Equities Remain Dominant as ISA Investors Shift from Cash

24 February 2014

  • 61% of respondents to Barclays Stockbrokers poll1 are  diversifying away from cash in favour of other investments 
  • 20% have transferred an existing cash ISA into a stocks and shares ISA 

As the UK’s low interest rate environment persists, Barclays Stockbrokers reveals that its clients’ appetite for diversifying away from cash to other investments continues, with equities holding the greatest appeal.
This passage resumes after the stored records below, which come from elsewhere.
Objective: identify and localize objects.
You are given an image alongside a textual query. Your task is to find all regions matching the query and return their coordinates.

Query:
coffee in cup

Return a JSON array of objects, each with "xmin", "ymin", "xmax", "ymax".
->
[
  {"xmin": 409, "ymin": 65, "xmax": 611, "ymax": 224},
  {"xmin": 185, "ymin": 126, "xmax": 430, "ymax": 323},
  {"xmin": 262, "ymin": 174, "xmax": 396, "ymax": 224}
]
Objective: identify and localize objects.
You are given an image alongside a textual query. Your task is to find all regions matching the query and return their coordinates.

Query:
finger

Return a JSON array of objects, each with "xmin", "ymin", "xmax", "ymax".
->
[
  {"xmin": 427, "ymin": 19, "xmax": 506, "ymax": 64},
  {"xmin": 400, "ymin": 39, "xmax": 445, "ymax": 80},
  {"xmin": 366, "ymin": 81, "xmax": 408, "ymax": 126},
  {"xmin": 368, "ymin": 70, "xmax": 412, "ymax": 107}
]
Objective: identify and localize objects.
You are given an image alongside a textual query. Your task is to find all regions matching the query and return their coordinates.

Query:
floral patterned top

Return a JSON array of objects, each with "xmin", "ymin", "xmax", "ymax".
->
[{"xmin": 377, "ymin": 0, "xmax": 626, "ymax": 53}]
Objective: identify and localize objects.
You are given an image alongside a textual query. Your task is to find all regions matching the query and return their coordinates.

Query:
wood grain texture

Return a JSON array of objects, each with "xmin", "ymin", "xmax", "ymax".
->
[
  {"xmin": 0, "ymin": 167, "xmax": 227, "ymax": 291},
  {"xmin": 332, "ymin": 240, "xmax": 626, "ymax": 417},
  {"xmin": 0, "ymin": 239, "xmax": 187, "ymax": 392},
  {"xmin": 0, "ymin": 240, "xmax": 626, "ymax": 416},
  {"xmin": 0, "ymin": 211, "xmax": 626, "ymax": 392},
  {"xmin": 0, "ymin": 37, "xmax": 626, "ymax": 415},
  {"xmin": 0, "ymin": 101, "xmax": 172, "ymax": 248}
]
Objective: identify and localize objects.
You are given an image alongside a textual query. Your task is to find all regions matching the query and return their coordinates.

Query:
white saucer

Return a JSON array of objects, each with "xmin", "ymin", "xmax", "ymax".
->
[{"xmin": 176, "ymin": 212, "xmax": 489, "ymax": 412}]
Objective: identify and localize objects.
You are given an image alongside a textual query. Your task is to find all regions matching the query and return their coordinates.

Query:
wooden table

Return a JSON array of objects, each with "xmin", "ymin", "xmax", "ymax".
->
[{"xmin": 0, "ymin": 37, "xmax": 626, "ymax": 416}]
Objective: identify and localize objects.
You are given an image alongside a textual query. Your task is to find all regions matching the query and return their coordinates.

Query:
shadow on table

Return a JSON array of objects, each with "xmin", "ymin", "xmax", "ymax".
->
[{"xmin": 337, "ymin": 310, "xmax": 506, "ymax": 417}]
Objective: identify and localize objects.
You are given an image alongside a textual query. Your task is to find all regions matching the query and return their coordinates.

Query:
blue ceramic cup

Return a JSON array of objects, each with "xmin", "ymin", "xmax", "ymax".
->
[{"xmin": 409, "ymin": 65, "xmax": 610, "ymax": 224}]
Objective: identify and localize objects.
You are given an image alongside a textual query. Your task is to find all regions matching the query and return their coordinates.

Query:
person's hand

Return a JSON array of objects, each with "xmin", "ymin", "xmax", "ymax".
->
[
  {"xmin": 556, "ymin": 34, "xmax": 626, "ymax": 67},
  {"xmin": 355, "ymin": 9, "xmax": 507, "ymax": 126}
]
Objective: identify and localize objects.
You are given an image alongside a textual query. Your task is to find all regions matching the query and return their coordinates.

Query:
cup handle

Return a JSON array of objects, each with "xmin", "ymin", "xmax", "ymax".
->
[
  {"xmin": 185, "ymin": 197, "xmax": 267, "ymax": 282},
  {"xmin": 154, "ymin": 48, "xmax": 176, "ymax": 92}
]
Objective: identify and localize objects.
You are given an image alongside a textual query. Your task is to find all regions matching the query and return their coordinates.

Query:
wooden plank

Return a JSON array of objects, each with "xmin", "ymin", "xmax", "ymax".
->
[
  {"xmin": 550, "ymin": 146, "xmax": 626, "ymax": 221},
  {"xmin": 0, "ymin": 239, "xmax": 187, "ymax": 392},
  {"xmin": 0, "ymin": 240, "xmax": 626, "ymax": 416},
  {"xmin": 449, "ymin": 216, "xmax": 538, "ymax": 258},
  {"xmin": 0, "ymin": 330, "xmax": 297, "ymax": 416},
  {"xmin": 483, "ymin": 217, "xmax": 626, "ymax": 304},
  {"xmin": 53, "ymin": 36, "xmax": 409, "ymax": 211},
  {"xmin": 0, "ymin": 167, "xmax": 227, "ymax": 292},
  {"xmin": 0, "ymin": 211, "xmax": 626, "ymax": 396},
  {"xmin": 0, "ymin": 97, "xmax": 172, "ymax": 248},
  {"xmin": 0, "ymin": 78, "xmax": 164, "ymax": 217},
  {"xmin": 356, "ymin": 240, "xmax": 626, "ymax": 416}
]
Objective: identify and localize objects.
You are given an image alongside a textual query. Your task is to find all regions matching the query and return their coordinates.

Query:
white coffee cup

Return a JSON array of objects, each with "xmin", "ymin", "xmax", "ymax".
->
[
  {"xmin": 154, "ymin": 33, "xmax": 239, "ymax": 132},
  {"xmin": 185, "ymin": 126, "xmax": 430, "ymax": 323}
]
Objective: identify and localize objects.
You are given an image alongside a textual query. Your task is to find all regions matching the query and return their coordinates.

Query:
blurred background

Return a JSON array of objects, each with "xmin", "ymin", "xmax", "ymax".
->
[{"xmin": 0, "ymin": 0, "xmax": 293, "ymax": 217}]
The poll¹ asked investors how the ongoing low interest rate environment has influenced their investment decisions. With recent media reports suggesting UK interest rates are unlikely to rise until at least 2015, the survey results reveal nearly 61% of respondents are reacting to the current economic situation by moving away from cash into other investments. This figure comprises 46% of investors who cite a move from cash into equities and 15% who are moving from cash into other investments, for example funds, gilts and bonds.  Additionally, 16% of investors polled are taking the opportunity to review their investment portfolio.  

The survey also highlights that 68% of respondents said they intend to invest their full ISA allowance this year (6th April 2013 to 5th April 2014); with 85% planning to invest in a stocks and shares ISA in the next tax year.  20% of investors have transferred existing Cash ISAs into stocks and shares in search of better returns. 

When asked the reasons for investing in a ‘self-select’ stocks and shares ISA, 86% cite the ability to make their own investment decisions and build a portfolio that suits them as the main driver behind their decision, 27% believe it allows them to react to market movements and an additional 40% expect to receive better returns over the medium to long term.

Catherine Penney, Vice President, Barclays Stockbrokers, said: “In the continuing low interest rate environment it remains difficult to secure the returns from cash that ISA holders are seeking. While of course investors should retain a balanced portfolio that meets their risk profile, our clients are seeking the potential for higher returns from the range of investment opportunities available through Investment ISA. The more buoyant equity markets over the last 12 months have probably encouraged those moving from cash to equities, as well as market events such as the Royal Mail IPO.

“Importantly investors who are prepared to take the risk to their capital should capitalise on their ISA limits, with £11,520 available to invest, before the end of this tax year.”

¹ Barclays Stockbrokers online survey of 1,013 ISA clients - a full breakdown of results available on request.  Fieldwork was carried out between the 30th January and the 11th February 2014.